MEXICO CITY (Reuters) – The U.S. government will send additional COVID-19 vaccines to Mexico, a Biden administration official said on Monday, as Mexican President Andrés Manuel López Obrador and U.S. Vice President Kamala Harris, they were talking on the phone.
Earlier, López Obrador said that he and Harris would discuss reopening the US-Mexico border, immigration and vaccines against COVID-19, new cases of which have increased in Mexico.
In a regular morning news conference, the president said vaccines along Mexico’s border with the United States had led to fewer hospitalizations and deaths despite rising infections on both sides of the border.

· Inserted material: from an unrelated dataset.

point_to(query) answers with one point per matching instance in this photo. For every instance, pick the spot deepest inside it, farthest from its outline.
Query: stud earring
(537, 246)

“This is what I am going to suggest today, that we can show that we are not putting the population at risk,” said López Obrador in the northern city of Ciudad Juárez, across the border from El Paso, Texas.
Speaking ahead of the bilateral call, which began at 4 p.m. (2100 GMT), a senior US official said Washington would send more vaccines to Mexico, potentially from various manufacturers, including Modern (NASDAQ 🙂 Inc and AstraZeneca (NASDAQ :).
The United States has already loaned a few million doses of vaccines to Mexico and would share more with it than with any other country, reflecting the importance attached to the bilateral relationship, the official said.
The 2,000-mile (3,200 km) countries border has been closed to non-essential travel since the beginning of the coronavirus pandemic last year.